Jamieson flipped directly to the statement. He fast-forwarded through the first few paragraphs.
…millions of Indians have died and are dying this minute due to the excessive heat, which has rendered many parts of India a desert. The intransigence of the major polluters in refusing to make the same drastic cuts in emissions that India herself made a decade ago…
More of that climate change claptrap, then. Jamieson looked out into the street. The black fall seemed, if anything, to be getting worse. The stuff was starting to form into drifts, and cars were starting to skid in it. There would be an accident any minute.
He looked back at the phone. It was saying:
…for this reason our scientists have developed a radical solution based on advanced nanotechnology. We have been working on this technique for the last twenty years in secret due to its possible military applications. However, today we have applied it to solving the world’s greatest problem…
Buckets-full of the black stuff now. It was starting to pile up, and for the first time he started to feel real unease. Would he be able to get home?

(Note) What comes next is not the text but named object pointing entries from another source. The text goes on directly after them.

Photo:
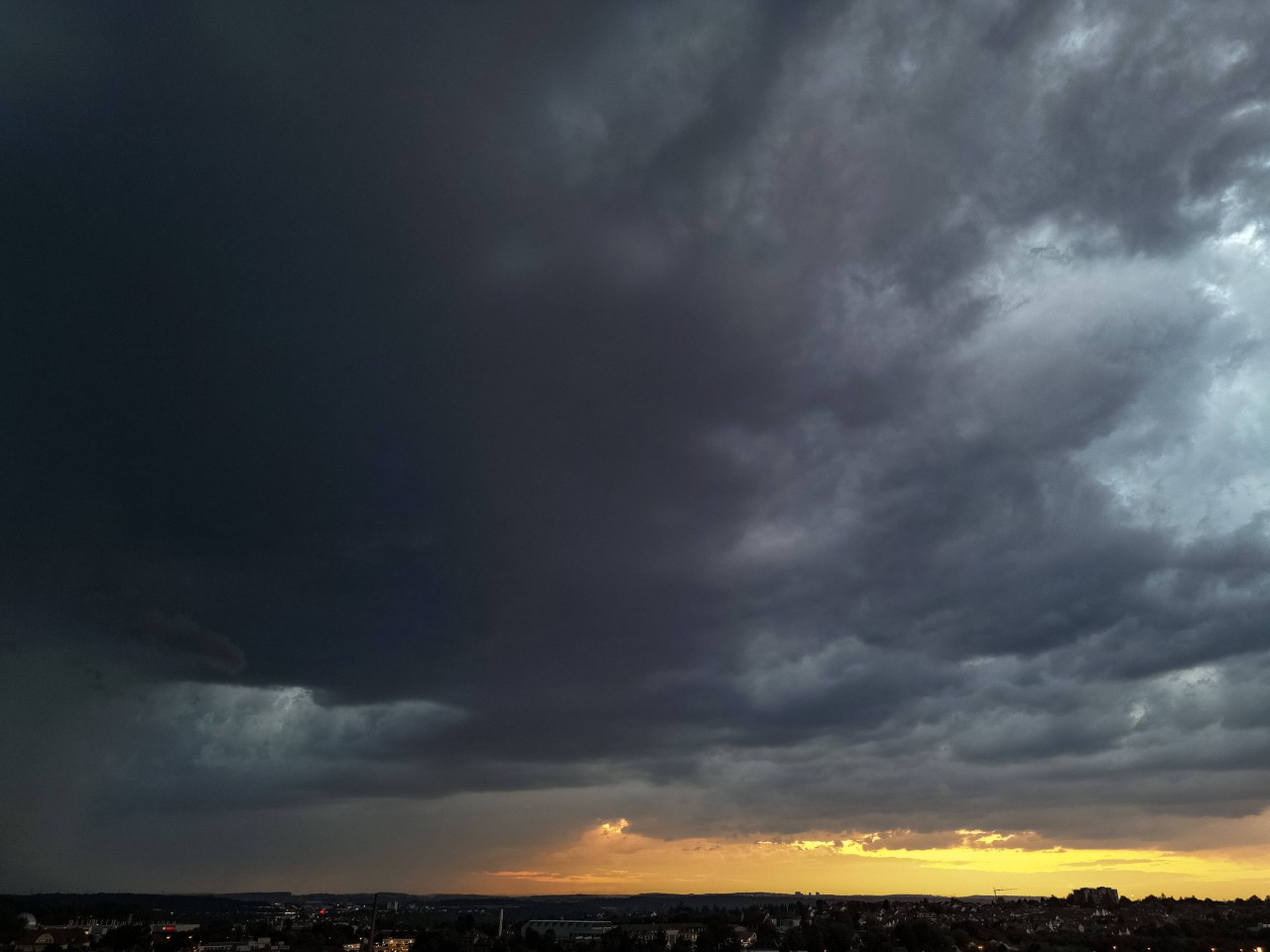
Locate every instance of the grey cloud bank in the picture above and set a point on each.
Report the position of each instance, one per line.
(733, 416)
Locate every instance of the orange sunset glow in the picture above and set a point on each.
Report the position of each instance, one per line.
(612, 857)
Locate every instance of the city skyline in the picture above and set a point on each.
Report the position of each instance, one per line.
(693, 447)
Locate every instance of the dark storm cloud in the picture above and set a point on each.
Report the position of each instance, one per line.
(803, 409)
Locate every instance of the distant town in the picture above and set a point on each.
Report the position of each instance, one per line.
(1095, 919)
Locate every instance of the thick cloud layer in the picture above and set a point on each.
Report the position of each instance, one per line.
(761, 419)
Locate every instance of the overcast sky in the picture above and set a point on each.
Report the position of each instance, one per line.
(527, 445)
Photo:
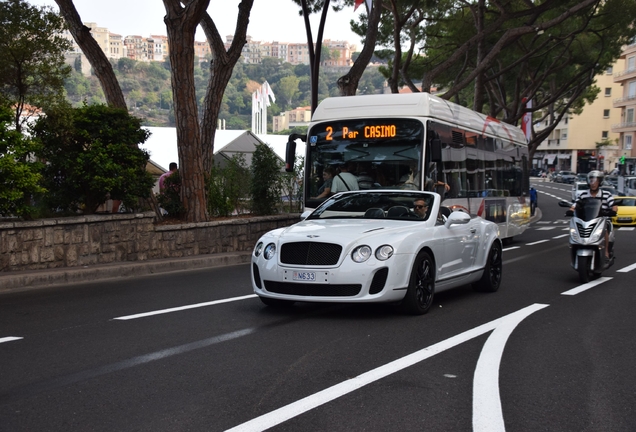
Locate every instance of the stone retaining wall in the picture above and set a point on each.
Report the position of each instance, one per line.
(104, 239)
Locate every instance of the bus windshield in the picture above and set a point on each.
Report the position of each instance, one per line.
(381, 153)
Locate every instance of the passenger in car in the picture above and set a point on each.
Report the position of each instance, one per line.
(420, 208)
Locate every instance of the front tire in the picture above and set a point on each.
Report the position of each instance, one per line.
(419, 295)
(584, 265)
(491, 279)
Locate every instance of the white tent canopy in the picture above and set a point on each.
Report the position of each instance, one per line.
(162, 144)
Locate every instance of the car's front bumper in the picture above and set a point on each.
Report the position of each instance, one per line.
(372, 281)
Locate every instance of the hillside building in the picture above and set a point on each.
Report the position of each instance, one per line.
(626, 103)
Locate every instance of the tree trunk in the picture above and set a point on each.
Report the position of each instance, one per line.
(93, 52)
(181, 23)
(221, 67)
(478, 102)
(348, 84)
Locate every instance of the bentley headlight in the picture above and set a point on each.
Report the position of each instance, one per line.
(361, 253)
(258, 249)
(270, 251)
(384, 252)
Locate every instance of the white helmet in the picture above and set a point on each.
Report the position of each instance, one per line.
(595, 174)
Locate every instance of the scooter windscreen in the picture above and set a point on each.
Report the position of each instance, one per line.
(588, 209)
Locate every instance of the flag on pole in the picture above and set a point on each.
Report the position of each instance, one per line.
(270, 93)
(265, 92)
(526, 120)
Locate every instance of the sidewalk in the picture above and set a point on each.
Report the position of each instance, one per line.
(25, 280)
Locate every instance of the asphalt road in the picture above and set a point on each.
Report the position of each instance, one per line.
(195, 351)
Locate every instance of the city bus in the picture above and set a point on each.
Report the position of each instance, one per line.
(475, 162)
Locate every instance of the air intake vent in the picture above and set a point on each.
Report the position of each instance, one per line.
(312, 290)
(379, 279)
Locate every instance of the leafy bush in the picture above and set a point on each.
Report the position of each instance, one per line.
(228, 186)
(92, 155)
(265, 187)
(20, 177)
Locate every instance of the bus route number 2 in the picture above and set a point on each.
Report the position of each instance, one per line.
(346, 133)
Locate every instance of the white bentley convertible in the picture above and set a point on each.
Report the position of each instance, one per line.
(377, 246)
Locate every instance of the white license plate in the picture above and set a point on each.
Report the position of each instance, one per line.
(304, 276)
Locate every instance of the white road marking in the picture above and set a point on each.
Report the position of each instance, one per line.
(487, 413)
(585, 287)
(9, 339)
(180, 308)
(537, 242)
(310, 402)
(627, 269)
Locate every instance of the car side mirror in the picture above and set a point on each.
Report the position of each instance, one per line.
(457, 218)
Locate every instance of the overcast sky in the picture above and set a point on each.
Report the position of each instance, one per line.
(270, 20)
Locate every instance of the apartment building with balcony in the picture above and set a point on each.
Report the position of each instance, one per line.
(340, 53)
(586, 141)
(300, 116)
(295, 53)
(116, 45)
(626, 103)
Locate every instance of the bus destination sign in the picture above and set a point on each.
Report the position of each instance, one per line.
(367, 132)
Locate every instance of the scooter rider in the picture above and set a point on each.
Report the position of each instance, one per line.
(594, 180)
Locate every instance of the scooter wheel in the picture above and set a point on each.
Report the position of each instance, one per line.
(584, 265)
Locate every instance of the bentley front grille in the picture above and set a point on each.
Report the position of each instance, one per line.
(312, 290)
(310, 253)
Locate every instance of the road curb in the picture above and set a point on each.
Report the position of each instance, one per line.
(18, 281)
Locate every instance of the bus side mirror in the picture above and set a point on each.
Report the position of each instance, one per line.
(290, 156)
(290, 151)
(435, 148)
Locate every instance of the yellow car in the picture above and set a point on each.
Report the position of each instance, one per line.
(626, 214)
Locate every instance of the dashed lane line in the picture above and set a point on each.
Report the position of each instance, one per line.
(587, 286)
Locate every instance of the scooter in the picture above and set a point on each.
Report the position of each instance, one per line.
(587, 238)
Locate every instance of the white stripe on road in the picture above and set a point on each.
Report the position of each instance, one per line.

…powered by solar radiation, the nanomachines we released today are already converting carbon dioxide and other greenhouse gases like methane into their elemental components…
A car skidded in the slippy, sooty material, and came sliding, swerving, directly towards Jamieson, not fast, but too fast for him to dodge. He dropped the phone and tried vainly to stop the vehicle from squashing him into the brick wall behind him. As a horrid internal blackness fell down upon him, the last words he heard were:
…further, the intelligent agents in these nanomachines have been directed to concentrate their efforts over the cities in the world in those nations which have been most responsible for our current situation, as a punishment for the refusal of the major powers…
Two hundred and fifty years of the Industrial Revolution, triggered off by the Scotsman James Watt, two hundred and fifty years of belching chimneys, of steam trains, of cars and ships and planes powered by fossil fuels, by coal and gas and oil.
Two hundred and fifty years later, the carbon was coming home.